How can we know ourselves?

Many of us are wandering the earth, accomplished in many ways, capable of fulfillment at points, but with a fundamental wound that stops us from becoming who we truly might be: we don’t quite know who we’re.

It’s not, of course that we don’t remember the basics of our own biographies. We’re unsure around two things in particular:

A. We don’t have a stable sense of what we’re worth, and

B. We don’t have a secure hold on our own values or judgements.

Without knowing who we’re, we tend to have particular trouble coping with either denigration or adulation.

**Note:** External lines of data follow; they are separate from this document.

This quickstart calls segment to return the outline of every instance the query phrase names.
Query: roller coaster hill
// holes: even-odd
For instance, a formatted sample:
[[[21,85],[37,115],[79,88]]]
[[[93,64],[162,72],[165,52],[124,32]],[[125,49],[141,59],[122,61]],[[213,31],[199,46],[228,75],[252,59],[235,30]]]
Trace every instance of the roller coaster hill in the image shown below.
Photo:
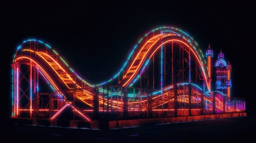
[[[119,71],[94,85],[57,48],[26,40],[11,64],[10,118],[26,124],[112,129],[246,116],[245,99],[232,94],[231,63],[221,51],[213,63],[217,55],[210,45],[206,52],[199,47],[176,27],[153,29],[139,39]]]

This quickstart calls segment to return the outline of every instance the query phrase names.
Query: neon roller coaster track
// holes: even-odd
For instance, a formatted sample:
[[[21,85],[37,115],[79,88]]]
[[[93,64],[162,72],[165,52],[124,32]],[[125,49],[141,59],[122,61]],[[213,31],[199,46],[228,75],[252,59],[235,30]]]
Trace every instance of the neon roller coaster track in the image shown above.
[[[11,117],[111,121],[245,111],[245,99],[212,90],[210,58],[179,29],[150,31],[128,55],[112,77],[93,84],[49,44],[23,41],[12,64]]]

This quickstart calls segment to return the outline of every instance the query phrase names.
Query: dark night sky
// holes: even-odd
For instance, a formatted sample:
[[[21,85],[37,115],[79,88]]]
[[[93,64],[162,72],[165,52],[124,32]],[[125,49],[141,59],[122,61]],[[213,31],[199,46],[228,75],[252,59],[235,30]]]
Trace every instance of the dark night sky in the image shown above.
[[[7,83],[13,55],[23,40],[34,38],[48,43],[81,76],[96,83],[120,69],[145,33],[171,26],[186,31],[203,51],[210,43],[215,59],[221,49],[232,66],[234,96],[249,101],[255,95],[250,94],[253,92],[249,85],[245,85],[253,80],[249,77],[252,77],[249,69],[254,67],[249,67],[253,62],[249,61],[250,50],[254,51],[255,45],[249,41],[255,16],[252,4],[72,1],[8,2],[2,5],[1,43],[9,56],[2,61],[7,64]]]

If others decide we’re worthless or bad there’ll be nothing inside us from swallowing their verdicts in their entirety, however wrong-headed, extreme or unkind they may be. We’ll always be asking others what we deserve before seeking inside for an answer. Lacking an independent verdict, we also stand to be naturally hungry for external praise. For this reason, we also fall prey to unhealthy habits like smoking, alcoholism, drugs, dysfunctional relationships etc.

No one is born with an independent ability to know who they’re. We learn to have an identity because, if we’re blessed, in our early years, someone else takes the trouble to study us with immense fairness, attention and kindness and then plays us back to us in a way that makes sense and that we can later emulate.

They give us the beginning of a true portrait of our identity which we take on and enrich over the years and use as a defence against the distorting verdicts from hurried or ill-intentioned others.

Knowing, who one is, is really the legacy of having been known properly by someone else at the start. This early identity-building tends to unfold with apparently innocuous life-saving small steps.


E.g, “It must really have hurt,’’ a parent might say in response to an upset, thereby validating an infant’s own feelings. Ideally the child is not just known, he or she is also interpreted as likeable. A good parent offers generous interpretations; they are on the side of the child and are always ready to put the best possible gloss on moments of ill temper or of failure- which forms the basis upon which resilient self-esteem can then later emerge.

That’s the ideal but it can go of course very wrong— and often does. A parent may offer mirroring that is out of sync with the reality of the child, e.g, ‘Look who’s such a happy little boy/girl,’ a parent might insist when the opposite is the case, thereby badly scrambling the child’s ability to connect with his/her own emotions.

A feeling of unreality is the direct consequence of emotional neglect. Realising that we lack a stable identity is a sobering realisation. But we can start to correct the problem at any point. We need to seek out the help of a wise and kindly other person, perhaps a good analytical psychologist, who can study us closely, mirror us properly and then ‘validate’ what they see. Through their eyes, we can learn to study, perhaps for the first time, how we really feel and take seriously what we actually want.

And once we know ourselves through this process, we also start understanding others too. The most important thing is to understand ourselves, our life since childhood till now: “why we did the things we did?”.